Три дня она жила этой мыслью. Три дня она, что бы ни делала, куда бы ни шла, только и думала о том, какой переполох в деревне вызовет ее возвращение в колхоз.
— Слыхали, что Пелагея-то выкинула?
— Ну и ну!
— Она может. Железная!
А на четвертый проснулась утром и — куда девалось хваленое железо? — не пошевелить ни рукой, ни ногой.
И нет дыхания — сперло в груди.
К полудню она все-таки расходилась и даже погреб принялась утеплять, но с этого дня силы ее начали убывать.
Она сопротивлялась болезни, целыми днями делала что-нибудь возле дома: то прибирала дрова, то убирала и жгла мусор, то конопатила чулан — всегда зимой один угол промерзает — и часто-часто выходила на горочкина угор, откуда хорошо видно пекарню.
Если была сухая погода, она садилась к черемуховому кусту, у которого раньше поджидал ее больной Павел, и подолгу глядела за реку.
О многом думалось тут, в душистом затишье, многое вспоминалось — и хорошее, и плохое, — но чаще всего Пелагея возвращалась мыслью к первым дням работы на пекарне, к той безрассудной, прямо-таки бесшабашной смелости, с которой она бросилась в бой за новую жизнь.
Нет, не в том она видела смелость, что переспала с чужим мужиком.

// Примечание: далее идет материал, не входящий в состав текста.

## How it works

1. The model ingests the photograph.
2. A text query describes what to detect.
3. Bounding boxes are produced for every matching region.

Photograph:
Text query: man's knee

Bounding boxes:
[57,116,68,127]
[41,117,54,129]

Припрет нужда да голод — с самим дьяволом переспишь. А уж они с Павлом хватили нужды да голода после войны. В сорок шестом году на глазах у них зачах их первенец, их единственный сын. Зачах оттого, что у матери начисто пересохли груди. И разве могла она допустить, чтобы и второго ребенка у них постигла та же участь?
Смелость свою она видела в другом. В том, что не побоялась пойти против всех. Против председателя колхоза, который рвал и метал, что у него выхватили лучшую доярку, против колхозников («Это за каки таки заслуги такие корма Палаге?»), против Дуньки-пекарихи и ее родни.